NOAA’s Climate Prediction Center released its predictions Thursday, saying there is 45 percent chance of an above-normal season and a 20 percent chance of a below-normal season.
Forecasters are predicting a 70 percent likelihood for 11 to 17 named storms, five to nine of which could be come hurricane — and two to four could be major hurricanes of Category 3 or higher.
The 2017 outlook comes one week before the season begins.
NOAA says 2017 could be comparable to the 2016 season — which 15 named storms and four major hurricanes.

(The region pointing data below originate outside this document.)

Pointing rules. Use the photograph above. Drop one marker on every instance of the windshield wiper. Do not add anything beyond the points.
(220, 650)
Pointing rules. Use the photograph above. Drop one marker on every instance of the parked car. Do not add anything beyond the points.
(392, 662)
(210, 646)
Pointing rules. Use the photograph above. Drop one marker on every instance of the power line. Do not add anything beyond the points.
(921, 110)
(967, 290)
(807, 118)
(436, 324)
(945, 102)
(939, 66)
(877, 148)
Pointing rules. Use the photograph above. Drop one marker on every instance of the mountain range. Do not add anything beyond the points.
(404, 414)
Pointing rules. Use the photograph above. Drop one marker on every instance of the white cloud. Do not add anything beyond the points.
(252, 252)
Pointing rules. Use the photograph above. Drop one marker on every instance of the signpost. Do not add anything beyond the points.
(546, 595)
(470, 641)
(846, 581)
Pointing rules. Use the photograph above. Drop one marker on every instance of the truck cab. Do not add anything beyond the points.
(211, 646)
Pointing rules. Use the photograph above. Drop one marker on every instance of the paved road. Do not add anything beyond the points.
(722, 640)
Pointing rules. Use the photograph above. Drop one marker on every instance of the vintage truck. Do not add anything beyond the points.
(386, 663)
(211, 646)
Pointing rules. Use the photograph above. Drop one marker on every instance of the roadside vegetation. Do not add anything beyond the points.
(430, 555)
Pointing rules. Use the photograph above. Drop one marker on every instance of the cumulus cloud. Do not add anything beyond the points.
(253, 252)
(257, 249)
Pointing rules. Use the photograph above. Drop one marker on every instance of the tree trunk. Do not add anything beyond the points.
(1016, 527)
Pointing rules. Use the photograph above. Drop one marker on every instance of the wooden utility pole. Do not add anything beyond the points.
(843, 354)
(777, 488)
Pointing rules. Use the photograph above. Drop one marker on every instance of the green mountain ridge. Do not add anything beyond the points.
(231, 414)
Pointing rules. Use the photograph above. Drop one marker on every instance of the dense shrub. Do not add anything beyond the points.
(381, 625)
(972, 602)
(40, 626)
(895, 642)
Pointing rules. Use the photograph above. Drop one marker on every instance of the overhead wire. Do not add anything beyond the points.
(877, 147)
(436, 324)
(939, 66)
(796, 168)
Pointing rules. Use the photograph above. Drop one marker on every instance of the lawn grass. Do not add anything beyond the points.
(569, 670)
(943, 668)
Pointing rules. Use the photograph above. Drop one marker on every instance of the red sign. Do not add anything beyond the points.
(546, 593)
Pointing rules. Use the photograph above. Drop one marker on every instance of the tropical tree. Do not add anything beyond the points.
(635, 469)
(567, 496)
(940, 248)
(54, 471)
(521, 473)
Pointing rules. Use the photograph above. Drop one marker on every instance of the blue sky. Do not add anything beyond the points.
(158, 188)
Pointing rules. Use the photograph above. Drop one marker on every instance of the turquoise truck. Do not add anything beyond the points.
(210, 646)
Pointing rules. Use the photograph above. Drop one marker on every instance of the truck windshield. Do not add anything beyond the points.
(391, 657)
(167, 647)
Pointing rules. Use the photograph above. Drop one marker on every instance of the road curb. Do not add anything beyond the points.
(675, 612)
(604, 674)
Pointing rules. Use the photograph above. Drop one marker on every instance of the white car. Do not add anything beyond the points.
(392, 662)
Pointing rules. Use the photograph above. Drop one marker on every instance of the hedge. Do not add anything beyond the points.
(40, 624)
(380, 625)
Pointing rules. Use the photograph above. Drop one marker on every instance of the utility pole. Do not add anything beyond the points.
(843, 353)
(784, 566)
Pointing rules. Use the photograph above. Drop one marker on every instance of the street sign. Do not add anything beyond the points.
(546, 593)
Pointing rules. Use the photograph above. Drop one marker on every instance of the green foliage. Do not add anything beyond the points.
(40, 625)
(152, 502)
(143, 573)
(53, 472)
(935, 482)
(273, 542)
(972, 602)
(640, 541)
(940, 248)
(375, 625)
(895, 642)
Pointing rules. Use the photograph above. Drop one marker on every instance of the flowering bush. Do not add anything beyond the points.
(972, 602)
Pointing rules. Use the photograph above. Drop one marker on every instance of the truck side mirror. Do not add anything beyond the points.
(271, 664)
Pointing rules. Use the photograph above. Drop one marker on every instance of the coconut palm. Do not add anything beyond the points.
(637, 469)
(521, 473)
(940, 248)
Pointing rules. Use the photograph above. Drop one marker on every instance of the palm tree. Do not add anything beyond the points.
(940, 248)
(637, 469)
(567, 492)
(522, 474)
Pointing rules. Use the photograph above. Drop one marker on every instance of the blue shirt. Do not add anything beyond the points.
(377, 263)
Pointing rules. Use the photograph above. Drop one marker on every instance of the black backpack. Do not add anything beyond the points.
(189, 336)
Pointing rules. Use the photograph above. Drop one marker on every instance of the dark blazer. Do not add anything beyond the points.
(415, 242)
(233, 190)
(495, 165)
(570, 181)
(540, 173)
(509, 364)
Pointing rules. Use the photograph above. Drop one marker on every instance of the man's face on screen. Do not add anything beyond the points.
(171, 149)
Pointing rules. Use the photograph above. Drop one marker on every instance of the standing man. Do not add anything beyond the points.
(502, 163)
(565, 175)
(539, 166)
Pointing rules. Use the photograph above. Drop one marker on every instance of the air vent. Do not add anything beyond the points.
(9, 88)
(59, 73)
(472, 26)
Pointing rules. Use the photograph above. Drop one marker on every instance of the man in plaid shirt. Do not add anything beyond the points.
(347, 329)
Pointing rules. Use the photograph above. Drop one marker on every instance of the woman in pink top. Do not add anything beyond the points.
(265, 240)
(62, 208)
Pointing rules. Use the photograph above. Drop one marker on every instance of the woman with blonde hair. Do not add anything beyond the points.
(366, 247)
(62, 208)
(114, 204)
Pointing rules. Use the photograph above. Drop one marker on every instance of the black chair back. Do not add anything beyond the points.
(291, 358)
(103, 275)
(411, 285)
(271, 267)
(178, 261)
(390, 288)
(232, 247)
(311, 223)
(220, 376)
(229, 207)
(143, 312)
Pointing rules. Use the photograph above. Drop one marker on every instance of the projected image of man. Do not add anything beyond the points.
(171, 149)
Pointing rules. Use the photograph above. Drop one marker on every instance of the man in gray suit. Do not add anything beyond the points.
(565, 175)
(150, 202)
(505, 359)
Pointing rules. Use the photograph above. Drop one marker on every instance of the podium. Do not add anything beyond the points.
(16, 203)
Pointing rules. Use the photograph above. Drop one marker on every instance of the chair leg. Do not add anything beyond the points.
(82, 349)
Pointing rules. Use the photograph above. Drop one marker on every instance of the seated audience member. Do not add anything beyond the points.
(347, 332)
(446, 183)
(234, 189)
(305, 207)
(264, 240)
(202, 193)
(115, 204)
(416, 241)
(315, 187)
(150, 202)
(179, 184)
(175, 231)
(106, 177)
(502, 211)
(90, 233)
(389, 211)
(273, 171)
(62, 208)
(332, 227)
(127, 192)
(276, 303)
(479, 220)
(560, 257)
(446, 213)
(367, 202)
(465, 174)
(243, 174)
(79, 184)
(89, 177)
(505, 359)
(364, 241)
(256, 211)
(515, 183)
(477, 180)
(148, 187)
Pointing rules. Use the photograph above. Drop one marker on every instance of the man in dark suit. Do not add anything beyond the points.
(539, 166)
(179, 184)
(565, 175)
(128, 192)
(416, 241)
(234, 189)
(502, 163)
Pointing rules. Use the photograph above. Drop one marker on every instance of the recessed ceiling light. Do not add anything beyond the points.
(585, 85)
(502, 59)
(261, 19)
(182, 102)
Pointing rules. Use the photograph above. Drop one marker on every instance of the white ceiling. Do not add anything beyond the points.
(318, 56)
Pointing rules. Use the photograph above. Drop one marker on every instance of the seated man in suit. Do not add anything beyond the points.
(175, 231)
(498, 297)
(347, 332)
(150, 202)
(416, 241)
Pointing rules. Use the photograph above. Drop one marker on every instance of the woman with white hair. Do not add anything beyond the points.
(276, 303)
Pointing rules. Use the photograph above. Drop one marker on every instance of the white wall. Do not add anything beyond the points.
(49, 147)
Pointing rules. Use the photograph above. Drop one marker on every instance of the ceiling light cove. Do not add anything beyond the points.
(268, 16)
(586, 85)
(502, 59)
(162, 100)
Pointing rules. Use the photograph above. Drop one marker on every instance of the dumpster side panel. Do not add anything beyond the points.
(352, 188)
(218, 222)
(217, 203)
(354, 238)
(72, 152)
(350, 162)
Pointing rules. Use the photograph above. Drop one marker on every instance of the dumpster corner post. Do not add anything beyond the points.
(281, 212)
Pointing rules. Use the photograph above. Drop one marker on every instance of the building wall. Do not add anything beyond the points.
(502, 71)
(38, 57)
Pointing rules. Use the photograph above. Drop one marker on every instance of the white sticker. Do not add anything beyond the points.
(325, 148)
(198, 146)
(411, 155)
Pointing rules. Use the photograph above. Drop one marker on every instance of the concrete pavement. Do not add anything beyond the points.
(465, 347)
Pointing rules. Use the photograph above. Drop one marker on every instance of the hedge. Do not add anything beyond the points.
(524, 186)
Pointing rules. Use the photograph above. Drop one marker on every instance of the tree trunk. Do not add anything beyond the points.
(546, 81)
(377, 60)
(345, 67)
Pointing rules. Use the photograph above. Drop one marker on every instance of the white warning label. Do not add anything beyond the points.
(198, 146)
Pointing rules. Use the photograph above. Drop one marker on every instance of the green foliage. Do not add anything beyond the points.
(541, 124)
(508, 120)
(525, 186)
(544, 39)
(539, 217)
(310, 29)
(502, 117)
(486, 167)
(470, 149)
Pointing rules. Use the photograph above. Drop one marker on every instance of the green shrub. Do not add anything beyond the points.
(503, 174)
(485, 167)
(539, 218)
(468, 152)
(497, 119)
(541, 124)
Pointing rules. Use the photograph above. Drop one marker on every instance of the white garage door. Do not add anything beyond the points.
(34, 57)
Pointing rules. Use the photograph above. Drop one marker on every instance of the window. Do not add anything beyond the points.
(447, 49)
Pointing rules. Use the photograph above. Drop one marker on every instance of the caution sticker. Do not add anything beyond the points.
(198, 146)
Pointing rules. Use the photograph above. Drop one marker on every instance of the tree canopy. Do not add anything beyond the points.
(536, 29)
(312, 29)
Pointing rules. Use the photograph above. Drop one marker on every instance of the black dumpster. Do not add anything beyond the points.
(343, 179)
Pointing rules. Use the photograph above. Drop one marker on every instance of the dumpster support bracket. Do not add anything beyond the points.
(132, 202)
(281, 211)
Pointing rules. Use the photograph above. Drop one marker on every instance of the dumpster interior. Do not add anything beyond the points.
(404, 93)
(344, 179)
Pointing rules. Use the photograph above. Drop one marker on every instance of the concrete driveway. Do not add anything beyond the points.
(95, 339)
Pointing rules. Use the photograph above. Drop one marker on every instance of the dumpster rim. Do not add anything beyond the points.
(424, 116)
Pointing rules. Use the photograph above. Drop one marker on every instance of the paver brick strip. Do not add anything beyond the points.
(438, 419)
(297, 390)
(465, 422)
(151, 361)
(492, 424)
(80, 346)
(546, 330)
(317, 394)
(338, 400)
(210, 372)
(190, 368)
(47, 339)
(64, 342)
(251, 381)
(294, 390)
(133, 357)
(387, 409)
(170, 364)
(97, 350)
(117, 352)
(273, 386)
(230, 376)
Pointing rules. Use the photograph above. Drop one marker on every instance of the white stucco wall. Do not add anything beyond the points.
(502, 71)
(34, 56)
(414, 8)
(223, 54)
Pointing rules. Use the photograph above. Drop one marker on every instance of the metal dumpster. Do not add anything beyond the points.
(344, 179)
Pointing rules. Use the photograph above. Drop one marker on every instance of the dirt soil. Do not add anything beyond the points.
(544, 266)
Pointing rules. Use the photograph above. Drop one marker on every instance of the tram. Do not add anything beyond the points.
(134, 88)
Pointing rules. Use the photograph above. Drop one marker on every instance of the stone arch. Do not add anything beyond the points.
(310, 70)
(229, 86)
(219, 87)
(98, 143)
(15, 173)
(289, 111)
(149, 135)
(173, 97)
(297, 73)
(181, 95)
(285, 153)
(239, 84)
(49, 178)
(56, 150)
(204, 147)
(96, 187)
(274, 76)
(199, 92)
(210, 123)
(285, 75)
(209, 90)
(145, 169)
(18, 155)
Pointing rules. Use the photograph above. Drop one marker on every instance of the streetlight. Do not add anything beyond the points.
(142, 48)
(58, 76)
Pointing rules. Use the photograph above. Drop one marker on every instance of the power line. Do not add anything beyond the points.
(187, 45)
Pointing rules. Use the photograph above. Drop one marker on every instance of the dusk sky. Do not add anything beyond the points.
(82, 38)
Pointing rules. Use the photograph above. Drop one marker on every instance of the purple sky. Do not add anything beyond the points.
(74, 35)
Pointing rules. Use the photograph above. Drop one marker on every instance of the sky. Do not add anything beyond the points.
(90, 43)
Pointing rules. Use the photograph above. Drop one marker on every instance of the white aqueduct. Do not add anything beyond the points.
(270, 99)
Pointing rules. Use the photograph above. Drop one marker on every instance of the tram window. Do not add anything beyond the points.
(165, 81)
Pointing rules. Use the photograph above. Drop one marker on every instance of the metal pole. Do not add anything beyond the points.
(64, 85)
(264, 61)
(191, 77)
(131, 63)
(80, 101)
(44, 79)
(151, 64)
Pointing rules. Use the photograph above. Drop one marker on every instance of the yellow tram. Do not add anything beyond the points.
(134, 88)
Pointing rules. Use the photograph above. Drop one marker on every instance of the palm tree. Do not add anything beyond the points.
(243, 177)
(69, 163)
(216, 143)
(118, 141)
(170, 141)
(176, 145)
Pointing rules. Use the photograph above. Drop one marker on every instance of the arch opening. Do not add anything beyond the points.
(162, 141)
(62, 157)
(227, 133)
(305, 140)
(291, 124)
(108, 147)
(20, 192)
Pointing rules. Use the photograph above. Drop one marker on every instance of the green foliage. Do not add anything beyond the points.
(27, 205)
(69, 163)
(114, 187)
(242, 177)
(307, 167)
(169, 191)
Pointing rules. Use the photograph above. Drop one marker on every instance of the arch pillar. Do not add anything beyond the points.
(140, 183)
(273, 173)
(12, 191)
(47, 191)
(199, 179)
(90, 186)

A handful of the storms last year impacted the Hampton Roads region, including Hurricane Matthew in mid-October.
Areas around the region are continuing to recover from Matthew as the 2017 season approaches.
The October storm caused millions of dollars in damages in some areas across southeastern Virginia and northeast North Carolina.
Matthew has been retired as an Atlantic tropical storm name.
Matthew hit the region about a month after Tropical Storm Hermine caused widespread flooding and power outages in the region.
North Carolina was again hammered by flood waters before Matthew when the remnants of Tropical Storm Julia swept across the state in late-September.
A state of emergency was declared for 11 counties — including Bertie and Chowan — as a result of the storm’s impact.
The U.S. Navy recently prepared for the upcoming hurricane season with two simulated storm events.
NOAA says it does not predict how many storms could make landfall.
The 2017 Hurricane Season runs from June 1 to Nov. 30.